Anonymous wrote:
Anonymous wrote:Steve Jobs was brilliant when it came to business and politics is in many ways just business. The fact that he was less successful in his personal life has no bearing on this discussion. He was spot on.
You morons think that Jobs' success is his ability to predict the future?
His success was due to his ability to learn from his many, many failures. He constantly applied himself to improve a few basic ideas over the course of his entire career. Let's review his failures:
*The Apple III sucked.
*The Lisa bombed.
*The first Mac struggled against cheaper PC's with color and due to poor reliability.
(People have somehow forgotten that the previous two are why he was canned).
He then went on to found NeXT.
*NeXT computers were a failure. Remember that magneto-optical drive? Big hit. Oh and they cost $6500 in 1988. And he said his target market was college students. The company lasted what three years?. And its saving grace was that it was an available unix-based operating system, not exactly an innovation.
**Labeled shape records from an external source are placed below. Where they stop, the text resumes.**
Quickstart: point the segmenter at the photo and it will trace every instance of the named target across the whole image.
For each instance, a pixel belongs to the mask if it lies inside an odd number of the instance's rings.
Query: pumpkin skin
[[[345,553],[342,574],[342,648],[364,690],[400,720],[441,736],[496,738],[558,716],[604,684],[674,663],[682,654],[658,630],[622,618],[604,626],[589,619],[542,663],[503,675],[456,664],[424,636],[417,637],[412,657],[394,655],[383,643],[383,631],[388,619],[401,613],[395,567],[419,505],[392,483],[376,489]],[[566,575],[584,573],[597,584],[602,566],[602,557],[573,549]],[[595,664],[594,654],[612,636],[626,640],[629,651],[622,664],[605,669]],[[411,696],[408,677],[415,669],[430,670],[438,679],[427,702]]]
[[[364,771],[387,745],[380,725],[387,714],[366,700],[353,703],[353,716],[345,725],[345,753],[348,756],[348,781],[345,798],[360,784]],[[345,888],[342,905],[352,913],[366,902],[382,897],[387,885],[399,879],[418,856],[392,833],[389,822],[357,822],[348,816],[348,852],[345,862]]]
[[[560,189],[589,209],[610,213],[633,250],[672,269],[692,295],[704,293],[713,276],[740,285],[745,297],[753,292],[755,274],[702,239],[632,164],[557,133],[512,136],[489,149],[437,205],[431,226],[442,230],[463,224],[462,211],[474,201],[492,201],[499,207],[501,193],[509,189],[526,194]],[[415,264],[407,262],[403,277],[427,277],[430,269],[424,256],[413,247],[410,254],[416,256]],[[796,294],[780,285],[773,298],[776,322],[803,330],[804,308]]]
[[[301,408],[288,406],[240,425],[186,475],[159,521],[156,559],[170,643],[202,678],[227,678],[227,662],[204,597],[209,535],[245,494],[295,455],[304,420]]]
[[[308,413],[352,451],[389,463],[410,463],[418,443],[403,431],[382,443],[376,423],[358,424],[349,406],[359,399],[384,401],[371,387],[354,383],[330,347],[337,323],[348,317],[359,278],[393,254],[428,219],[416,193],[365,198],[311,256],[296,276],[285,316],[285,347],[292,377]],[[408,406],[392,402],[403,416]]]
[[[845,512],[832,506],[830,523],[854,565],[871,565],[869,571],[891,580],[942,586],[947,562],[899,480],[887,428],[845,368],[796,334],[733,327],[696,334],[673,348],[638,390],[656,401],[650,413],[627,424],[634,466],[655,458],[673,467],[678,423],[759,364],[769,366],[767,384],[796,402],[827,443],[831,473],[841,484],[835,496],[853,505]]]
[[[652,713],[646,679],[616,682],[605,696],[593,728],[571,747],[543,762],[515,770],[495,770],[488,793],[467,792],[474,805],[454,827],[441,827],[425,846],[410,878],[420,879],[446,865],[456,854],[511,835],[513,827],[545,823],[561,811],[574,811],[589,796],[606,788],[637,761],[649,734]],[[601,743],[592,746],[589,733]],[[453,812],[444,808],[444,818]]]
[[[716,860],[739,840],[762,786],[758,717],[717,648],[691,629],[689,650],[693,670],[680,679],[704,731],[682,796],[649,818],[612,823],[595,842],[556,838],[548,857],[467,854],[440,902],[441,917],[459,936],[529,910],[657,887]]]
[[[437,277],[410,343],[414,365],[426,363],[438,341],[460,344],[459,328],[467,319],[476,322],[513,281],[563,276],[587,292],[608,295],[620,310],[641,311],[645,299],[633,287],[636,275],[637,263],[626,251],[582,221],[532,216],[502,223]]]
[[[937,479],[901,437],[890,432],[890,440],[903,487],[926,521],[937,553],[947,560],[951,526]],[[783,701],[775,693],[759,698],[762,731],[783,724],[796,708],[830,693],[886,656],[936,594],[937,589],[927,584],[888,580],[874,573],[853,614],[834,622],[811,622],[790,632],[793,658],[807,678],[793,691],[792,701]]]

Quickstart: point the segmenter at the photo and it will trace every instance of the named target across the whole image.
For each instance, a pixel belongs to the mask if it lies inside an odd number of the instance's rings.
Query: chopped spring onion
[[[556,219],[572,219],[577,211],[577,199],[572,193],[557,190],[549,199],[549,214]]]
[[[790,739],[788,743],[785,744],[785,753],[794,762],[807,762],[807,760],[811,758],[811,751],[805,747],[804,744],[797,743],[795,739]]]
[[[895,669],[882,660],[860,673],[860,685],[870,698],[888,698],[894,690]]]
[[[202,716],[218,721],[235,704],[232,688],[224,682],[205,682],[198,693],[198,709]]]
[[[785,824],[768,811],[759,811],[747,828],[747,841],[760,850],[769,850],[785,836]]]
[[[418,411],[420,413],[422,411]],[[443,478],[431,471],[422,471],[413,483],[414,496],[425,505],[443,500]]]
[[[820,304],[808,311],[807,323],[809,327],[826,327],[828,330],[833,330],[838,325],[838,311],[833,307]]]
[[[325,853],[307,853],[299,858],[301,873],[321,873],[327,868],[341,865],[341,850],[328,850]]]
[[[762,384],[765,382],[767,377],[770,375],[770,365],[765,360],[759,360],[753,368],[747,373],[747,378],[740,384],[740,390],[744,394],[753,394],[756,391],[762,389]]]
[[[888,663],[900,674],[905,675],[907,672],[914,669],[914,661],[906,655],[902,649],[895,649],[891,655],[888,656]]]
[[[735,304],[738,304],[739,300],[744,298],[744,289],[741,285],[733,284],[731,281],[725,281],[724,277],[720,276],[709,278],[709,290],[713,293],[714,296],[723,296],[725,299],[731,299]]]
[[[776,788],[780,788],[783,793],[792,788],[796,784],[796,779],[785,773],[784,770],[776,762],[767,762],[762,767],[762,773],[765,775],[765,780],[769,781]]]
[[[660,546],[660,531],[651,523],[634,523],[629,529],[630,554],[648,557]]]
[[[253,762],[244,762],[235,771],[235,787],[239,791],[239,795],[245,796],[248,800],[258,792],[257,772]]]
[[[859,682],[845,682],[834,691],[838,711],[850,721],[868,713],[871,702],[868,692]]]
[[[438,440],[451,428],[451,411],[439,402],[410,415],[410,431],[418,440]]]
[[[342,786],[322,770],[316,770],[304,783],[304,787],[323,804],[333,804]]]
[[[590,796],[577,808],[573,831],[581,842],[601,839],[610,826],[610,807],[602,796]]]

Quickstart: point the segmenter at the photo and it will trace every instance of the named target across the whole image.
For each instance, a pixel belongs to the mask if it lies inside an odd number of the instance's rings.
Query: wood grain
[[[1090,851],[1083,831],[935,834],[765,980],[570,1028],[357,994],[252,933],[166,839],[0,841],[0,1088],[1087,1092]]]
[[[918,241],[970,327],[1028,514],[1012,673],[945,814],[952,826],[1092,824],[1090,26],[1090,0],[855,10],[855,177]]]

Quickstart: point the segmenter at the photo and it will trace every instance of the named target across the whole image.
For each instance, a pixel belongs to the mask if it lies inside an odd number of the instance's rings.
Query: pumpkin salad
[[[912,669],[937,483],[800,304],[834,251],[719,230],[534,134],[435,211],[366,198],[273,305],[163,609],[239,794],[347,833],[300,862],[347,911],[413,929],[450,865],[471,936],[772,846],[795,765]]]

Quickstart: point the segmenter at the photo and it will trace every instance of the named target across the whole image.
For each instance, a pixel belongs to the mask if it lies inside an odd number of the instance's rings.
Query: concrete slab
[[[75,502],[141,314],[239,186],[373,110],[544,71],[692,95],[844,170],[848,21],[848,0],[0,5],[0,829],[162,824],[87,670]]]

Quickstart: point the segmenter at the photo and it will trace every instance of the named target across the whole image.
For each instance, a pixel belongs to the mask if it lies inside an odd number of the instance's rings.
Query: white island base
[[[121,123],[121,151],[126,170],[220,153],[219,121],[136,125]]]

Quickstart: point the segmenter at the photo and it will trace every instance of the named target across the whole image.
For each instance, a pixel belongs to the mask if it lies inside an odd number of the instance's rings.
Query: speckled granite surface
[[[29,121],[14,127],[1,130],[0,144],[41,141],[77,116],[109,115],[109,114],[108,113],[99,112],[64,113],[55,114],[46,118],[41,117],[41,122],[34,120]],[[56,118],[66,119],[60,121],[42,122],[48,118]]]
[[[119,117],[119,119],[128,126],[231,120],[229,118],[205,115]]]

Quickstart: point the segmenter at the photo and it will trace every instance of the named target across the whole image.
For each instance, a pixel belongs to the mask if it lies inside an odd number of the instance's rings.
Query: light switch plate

*Recently back at apple, he launched the Apple G4 cube. It bombed. This was the first machine designed with the aesthetic style of Jonathan Ive, who gave the ipod and iphone their style. The case cracked and the value wasn't there. Here is how they unceremoniously dumped their baby:
http://www.apple.com/pr/library/2001/07/03Apple-Puts-Power-Mac-G4-Cube-on-Ice.html
*Apple TV is good, but it isn't selling. Still.
*Throughout these years, apple failed time and again to make it into the productivity software business. They practically give it away.
Only a fool thinks that the brilliance of Jobs was prediction. Jobs' talent was obsessive refinement.